Over time, Runyon said the state phased out municipal courts as judges died or retired, and when Taft retired in 2000 at the age of 70, his was the last such court in the state. Its cases were merged into the Jaffrey-Peterborough District Court, which is where Runyon presided and is now the 8th Circuit Court.
When Taft retired, Runyon said virtually any lawyer of any significance in the state showed up to congratulate him at the surprise party thrown in his honor.
“He was a wonderful guy, and we’re all going to miss him,” Runyon said. “He’s one of the last of the old guard of New Hampshire lawyers who are disappearing now. I’m sure there wasn’t a lawyer in New Hampshire who didn’t have a good experience with Bob. He was always civil, always friendly, and I never heard him raise his voice.”
Now, Runyon said lawyers aren’t nearly as friendly, as it’s all business.
“He practiced law the way you would expect your grandfather to practice,” he said.

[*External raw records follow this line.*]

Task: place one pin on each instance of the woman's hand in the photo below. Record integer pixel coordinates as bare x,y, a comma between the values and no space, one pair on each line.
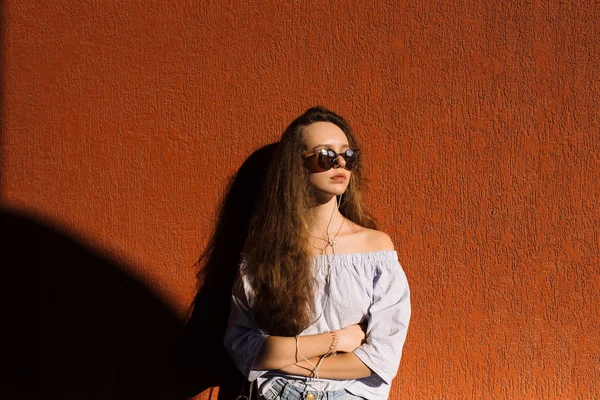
349,338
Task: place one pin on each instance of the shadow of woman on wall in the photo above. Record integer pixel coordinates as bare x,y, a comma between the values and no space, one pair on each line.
75,324
203,360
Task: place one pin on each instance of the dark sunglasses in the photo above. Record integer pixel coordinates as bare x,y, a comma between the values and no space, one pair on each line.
327,159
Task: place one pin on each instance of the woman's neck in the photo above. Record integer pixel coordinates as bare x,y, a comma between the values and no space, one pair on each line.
326,218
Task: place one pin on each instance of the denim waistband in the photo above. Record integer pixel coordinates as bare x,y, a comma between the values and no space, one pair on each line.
299,390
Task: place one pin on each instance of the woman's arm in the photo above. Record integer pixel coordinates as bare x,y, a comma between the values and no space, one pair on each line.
341,366
279,352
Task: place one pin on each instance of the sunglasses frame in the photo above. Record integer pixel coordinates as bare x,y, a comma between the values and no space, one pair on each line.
333,158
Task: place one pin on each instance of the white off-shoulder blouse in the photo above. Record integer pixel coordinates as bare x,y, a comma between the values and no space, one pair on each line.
364,287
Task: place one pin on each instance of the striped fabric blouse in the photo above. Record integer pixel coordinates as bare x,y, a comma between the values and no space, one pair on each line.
369,287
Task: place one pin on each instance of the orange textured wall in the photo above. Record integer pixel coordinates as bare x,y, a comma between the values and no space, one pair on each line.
123,121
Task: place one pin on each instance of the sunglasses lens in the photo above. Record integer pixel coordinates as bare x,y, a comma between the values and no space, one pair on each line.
351,158
326,158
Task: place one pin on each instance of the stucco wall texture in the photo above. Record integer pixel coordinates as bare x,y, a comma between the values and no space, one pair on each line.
122,123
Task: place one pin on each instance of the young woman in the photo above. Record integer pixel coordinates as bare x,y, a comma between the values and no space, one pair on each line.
321,306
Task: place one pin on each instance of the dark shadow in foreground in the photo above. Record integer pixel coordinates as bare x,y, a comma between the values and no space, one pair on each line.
75,324
203,360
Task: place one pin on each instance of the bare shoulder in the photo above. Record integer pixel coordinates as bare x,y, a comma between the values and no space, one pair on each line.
370,240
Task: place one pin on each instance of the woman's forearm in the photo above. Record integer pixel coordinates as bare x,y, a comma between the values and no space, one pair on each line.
341,366
279,352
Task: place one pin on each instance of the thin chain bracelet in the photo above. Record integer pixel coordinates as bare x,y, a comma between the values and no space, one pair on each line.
332,346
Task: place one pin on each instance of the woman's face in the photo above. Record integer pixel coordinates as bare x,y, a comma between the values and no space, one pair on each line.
325,135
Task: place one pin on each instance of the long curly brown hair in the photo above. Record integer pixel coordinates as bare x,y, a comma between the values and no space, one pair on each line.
278,259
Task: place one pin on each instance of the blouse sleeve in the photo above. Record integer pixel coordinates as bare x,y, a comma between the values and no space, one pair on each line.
243,339
389,314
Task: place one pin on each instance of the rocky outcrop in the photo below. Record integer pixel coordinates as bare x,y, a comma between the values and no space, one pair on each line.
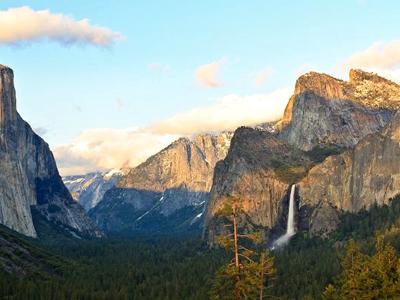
29,175
328,116
258,169
89,189
356,179
171,187
328,111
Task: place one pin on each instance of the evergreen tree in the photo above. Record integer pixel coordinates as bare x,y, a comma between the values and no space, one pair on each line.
249,272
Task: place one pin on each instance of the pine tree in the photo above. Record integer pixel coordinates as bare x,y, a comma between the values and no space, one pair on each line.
249,272
367,277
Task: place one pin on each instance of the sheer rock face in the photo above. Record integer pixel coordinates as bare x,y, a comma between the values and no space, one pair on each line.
178,177
90,188
258,170
356,179
29,175
326,110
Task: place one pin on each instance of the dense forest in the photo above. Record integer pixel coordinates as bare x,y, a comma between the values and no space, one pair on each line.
185,268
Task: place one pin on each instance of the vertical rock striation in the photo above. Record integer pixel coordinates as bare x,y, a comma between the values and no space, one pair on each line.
356,179
258,169
29,175
174,184
327,111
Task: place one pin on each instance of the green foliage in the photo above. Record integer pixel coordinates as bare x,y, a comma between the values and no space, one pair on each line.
123,269
249,271
367,277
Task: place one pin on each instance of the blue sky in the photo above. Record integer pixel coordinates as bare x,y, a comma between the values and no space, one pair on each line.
150,75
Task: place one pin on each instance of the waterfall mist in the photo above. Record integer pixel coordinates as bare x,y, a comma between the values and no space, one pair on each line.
290,229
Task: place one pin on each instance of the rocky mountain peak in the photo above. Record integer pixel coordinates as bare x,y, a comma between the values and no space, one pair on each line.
29,179
321,84
357,75
328,111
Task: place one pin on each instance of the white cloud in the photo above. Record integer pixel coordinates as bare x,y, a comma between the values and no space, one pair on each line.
381,57
24,25
261,77
98,149
227,113
207,75
106,148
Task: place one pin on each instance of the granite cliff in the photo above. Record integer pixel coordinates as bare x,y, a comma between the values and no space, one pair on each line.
90,188
327,111
168,192
356,179
29,177
324,117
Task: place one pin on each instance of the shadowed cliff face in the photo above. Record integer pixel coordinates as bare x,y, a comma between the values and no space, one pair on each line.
327,116
90,188
171,188
328,111
29,175
356,179
258,169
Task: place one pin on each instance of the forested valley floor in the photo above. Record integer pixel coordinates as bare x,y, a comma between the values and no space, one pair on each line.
180,268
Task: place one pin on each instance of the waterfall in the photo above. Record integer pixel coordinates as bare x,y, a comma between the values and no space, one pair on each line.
290,230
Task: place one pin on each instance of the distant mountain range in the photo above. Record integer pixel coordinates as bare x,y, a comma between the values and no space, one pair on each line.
338,142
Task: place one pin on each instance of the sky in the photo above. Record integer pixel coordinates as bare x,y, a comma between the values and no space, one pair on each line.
108,83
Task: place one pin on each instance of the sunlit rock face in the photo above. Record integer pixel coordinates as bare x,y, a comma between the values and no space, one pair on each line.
258,170
356,179
323,113
90,188
327,111
171,188
29,175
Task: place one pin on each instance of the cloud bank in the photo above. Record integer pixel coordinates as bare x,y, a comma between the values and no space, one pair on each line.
101,149
106,148
381,57
24,25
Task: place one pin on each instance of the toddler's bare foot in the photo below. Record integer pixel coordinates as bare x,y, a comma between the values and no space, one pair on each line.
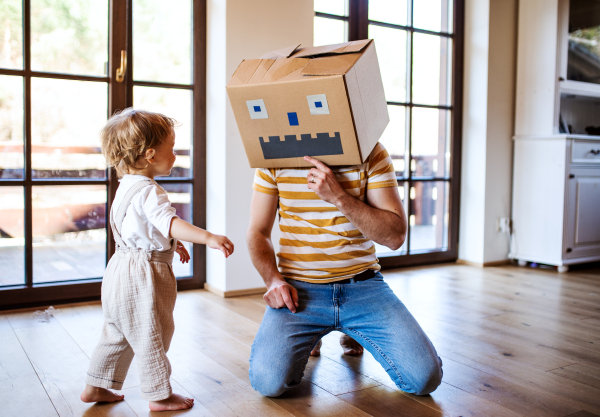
94,394
317,349
174,402
351,346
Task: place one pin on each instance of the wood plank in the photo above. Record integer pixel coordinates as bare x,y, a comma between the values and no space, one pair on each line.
61,366
233,356
84,325
452,401
579,395
217,389
21,391
516,397
583,414
239,305
309,400
133,396
383,401
580,373
327,374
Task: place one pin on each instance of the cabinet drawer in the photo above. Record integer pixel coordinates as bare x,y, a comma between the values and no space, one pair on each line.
585,152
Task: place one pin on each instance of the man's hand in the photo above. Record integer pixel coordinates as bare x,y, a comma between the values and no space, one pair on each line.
281,294
184,256
322,181
221,243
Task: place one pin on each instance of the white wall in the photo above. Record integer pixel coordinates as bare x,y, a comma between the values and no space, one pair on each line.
237,30
488,126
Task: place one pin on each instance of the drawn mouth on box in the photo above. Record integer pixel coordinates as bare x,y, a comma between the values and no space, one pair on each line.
291,147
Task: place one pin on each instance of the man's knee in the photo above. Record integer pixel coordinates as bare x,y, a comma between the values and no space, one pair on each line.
267,382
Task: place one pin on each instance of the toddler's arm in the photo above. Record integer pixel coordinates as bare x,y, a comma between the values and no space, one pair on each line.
182,230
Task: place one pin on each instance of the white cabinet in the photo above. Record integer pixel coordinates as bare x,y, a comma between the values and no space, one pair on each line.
556,177
556,200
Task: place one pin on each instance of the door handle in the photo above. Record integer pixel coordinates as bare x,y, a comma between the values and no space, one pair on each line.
120,76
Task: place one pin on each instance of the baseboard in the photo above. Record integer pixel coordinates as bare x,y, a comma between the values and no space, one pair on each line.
483,265
236,293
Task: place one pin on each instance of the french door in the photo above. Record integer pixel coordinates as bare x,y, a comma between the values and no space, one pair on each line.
419,46
65,67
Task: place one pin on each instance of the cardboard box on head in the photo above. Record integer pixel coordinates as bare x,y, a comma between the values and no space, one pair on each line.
326,101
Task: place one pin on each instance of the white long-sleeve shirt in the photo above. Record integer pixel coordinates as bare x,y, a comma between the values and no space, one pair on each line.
148,218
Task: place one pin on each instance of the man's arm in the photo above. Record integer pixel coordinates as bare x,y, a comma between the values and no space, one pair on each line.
381,219
262,216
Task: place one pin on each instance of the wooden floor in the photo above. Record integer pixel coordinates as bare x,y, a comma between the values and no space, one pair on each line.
514,342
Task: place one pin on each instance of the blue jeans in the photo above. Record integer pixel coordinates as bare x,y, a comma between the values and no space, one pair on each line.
368,311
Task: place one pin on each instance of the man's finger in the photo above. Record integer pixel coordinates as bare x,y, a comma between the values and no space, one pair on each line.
317,163
294,296
285,294
278,300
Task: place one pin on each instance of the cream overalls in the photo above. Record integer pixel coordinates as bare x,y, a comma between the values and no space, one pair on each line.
138,298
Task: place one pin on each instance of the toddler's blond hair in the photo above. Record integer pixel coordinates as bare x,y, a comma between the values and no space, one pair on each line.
129,133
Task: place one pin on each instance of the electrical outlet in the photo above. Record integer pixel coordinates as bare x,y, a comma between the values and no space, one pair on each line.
503,225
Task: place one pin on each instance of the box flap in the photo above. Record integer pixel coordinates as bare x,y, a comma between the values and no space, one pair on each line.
340,48
281,53
265,71
331,65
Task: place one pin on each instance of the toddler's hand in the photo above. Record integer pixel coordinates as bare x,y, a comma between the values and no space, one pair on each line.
184,255
221,243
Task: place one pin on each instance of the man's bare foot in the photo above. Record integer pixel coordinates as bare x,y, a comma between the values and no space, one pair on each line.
351,346
317,349
174,402
94,394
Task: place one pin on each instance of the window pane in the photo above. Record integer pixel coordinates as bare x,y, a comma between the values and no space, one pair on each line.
428,142
394,137
69,36
11,34
180,196
428,218
66,118
435,15
69,235
162,38
11,127
329,31
389,11
12,243
383,250
391,52
432,62
177,104
339,7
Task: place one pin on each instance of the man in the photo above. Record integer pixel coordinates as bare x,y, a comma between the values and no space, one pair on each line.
328,275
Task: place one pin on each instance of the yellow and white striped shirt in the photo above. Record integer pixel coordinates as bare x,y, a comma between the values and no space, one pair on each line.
318,243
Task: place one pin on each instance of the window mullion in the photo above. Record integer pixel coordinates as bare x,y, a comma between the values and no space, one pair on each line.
27,148
117,93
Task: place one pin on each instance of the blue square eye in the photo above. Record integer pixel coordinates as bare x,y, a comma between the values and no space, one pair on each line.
293,118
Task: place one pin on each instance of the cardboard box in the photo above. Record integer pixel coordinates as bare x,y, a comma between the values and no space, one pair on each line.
326,101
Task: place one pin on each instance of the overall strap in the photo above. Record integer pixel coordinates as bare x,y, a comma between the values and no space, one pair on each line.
116,219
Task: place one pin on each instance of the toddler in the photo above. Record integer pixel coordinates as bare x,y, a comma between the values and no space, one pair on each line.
139,288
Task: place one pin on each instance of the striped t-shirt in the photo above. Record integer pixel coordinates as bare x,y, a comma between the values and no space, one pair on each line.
318,243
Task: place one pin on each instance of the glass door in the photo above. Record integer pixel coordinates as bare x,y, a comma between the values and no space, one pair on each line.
419,47
59,61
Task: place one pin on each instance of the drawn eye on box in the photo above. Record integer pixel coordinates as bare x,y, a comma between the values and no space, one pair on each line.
257,109
318,104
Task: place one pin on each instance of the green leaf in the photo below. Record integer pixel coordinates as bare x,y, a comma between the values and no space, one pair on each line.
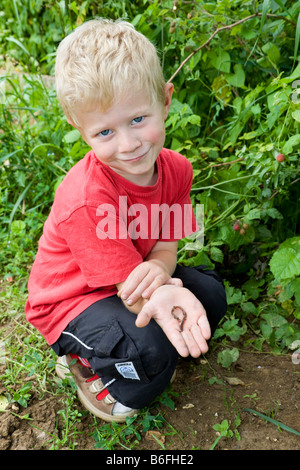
72,136
236,79
290,144
285,264
296,115
221,61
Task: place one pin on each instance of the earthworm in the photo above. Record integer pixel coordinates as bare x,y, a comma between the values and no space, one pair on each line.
182,320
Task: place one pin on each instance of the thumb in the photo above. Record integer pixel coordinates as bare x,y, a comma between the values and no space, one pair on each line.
175,281
144,316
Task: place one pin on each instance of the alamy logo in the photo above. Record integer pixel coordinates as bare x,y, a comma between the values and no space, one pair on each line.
154,221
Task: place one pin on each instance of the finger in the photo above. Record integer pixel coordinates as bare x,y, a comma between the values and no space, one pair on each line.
199,339
176,338
204,325
175,281
191,343
143,317
157,282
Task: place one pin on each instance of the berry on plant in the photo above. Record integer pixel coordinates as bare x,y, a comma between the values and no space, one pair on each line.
280,157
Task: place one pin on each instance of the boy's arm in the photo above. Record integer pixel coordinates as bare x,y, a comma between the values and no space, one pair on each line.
181,316
155,271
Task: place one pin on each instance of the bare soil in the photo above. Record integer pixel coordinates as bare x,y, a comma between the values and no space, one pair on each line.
262,382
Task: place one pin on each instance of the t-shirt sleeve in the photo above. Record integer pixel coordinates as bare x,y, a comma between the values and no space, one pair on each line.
103,257
180,221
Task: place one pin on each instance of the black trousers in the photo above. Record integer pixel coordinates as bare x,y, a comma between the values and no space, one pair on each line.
136,364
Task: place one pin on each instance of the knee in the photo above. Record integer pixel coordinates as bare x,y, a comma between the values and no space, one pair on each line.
157,353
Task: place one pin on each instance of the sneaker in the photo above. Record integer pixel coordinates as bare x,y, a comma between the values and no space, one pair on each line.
93,395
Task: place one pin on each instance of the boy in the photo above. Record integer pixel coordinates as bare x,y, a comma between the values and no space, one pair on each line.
105,289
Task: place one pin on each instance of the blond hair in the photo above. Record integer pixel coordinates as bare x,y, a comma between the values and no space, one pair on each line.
102,60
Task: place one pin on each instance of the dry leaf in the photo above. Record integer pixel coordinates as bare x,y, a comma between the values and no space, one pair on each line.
234,381
155,436
187,406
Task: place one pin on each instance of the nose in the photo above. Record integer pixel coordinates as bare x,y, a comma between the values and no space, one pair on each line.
128,142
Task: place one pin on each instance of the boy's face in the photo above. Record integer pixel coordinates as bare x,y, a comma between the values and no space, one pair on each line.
129,136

Runyon said Taft also used to do a lot of real estate work, and when he went to a closing, he would do all the calculations of taxes and recording fees with a pencil on a yellow pad, unlike now where it is all computerized.
“I never heard anyone complain about the fact that any of his figures were wrong,” he said.
Last summer, when Greenville Community Christian Church pastor William Broughton visited Taft at RiverMead, Taft was sitting outside.
“He insisted on giving me his hat because the sun was shining,” Broughton said, and a staff member at RiverMead got Taft a hat so he wouldn’t have to sit out in the sun.
Broughton has been pastor at the church for 14 years, but said Taft’s involvement went further back than that, including serving as moderator for church meetings for many years.
“I believe the church was one of the ways he stayed connected to with Greenville,” he said.
Broughton said he was first introduced to Taft as “Judge Taft.”
“I think it was years before I called him Bob,” he said.
Even after Taft could no longer get out as much, Broughton said church members kept in touch with him.
“Occasionally, some of his friends would give him a ride so he could come visit us,” he said.
After learning that one of Taft’s favorite hymns was “Eternal Father, Strong to Save” – the Navy hymn, even though Taft’s military service was in the Army – Broughton said he would try to include it in the worship service if he knew Taft was going to be there.
Broughton would also visit Taft’s law office and they would go out for lunch.
“It was always very difficult to get the tab before he did,” he said. “It was one of those pastoral visits that was easy to make.”
Taft joined the Army in 1952, serving for three years, and Broughton said Taft was always proud that he could wear his uniform to veterans’ parades.
Taft served on numerous civic organizations, including Grand Monadnock Rotary Club, Bethel-Souhegan Masonic Lodge, Amoskeag Veterans and the American Legion.
He was also on the Monadnock Community Hospital board for nine years, and Laura Gingras, the hospital’s vice president of philanthropy and community relations, said he was co-chair of the hospital’s largest capital campaign, helping raise just over $10 million to build a new surgery department and emergency department.
“He was an amazing, happy, giving spirit,” said Gingras. “I’m very sad. Bob had an incredible, wonderful, filled life. He will definitely leave a big hole in our community.”